• Intractable epilepsy;
  • Partial seizure disorders;
  • Pharmacologic cross-tolerance;
  • Phenobarbital;
  • Primidone.


Purpose: We report on the effect that pretreating patients with phenobarbital has on averting adverse events when primidone is introduced.

Methods: Thirty patients with intractable partial epilepsy were pretreated with phenobarbital before starting primidone. Therapy with primidone was started at a dosage of 500 mg/day, and the phenobarbital was stopped. The primidone dose was then increased by 125 to 250 mg every 3 weeks until adverse events or a seizure-free state was reached. All previous antiep-ileptic medications were tapered down to yield a primidone monotherapy regimen.
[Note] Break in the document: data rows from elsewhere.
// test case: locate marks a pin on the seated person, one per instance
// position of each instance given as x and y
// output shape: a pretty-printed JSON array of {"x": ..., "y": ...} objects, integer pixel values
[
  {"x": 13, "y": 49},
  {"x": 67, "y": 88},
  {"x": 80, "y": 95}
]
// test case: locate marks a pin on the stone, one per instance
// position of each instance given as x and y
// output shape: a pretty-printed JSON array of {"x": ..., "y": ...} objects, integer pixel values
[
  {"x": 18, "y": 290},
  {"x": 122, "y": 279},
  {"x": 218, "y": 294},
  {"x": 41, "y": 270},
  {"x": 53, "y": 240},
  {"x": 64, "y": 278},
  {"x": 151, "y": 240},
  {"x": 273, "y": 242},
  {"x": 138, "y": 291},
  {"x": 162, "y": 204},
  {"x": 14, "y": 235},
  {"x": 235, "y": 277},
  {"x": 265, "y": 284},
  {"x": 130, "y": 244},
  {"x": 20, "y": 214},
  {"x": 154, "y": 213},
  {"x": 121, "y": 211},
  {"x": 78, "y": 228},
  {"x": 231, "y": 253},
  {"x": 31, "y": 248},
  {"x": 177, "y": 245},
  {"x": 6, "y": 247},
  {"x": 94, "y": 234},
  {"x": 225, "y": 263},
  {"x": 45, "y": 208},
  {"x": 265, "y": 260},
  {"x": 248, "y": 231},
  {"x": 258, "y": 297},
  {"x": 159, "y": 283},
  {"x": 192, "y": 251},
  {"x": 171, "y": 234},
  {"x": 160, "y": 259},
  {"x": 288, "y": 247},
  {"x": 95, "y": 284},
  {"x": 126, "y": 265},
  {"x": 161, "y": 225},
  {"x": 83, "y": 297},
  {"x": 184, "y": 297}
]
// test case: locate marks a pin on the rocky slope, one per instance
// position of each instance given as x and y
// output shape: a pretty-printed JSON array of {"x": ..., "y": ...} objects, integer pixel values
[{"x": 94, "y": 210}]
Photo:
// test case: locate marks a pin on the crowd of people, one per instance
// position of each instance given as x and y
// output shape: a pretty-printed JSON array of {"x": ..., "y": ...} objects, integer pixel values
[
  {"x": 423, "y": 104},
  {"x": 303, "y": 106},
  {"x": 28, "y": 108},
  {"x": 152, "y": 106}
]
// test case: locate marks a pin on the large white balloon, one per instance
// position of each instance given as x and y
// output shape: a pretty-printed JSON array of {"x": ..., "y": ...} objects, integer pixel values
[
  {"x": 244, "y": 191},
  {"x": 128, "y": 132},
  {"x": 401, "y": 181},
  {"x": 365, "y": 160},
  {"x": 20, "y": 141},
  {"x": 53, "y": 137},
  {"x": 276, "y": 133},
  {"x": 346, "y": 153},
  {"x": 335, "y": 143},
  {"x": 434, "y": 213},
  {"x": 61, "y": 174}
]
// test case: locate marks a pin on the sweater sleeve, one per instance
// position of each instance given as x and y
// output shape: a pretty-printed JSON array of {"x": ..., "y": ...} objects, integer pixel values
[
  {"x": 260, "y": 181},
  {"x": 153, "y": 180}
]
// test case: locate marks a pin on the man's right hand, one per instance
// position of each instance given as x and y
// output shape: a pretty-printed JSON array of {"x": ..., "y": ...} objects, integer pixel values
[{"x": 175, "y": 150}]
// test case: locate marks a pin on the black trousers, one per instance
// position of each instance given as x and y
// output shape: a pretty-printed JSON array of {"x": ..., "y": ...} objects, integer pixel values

Results: Twenty-six patients (87%) tolerated the introduction of primidone with minimal or no adverse events. Only one patient had to discontinue primidone during the initial 4 weeks because of severe dizziness. This was the only patient in whom primidone monotherapy could not be reached because of adverse events. Three other patients experienced dizziness severe enough to interfere with their activities. This symptom disappeared in two patients after the dose was lowered; in the other patient, primidone was stopped and phenobarbital was restarted for another 4 days. No symptoms recurred when primidone was reintroduced on the fifth day.

Conclusions: Pretreatment with phenobarbital can minimize the occurrence of intolerable adverse events associated with the introduction of primidone.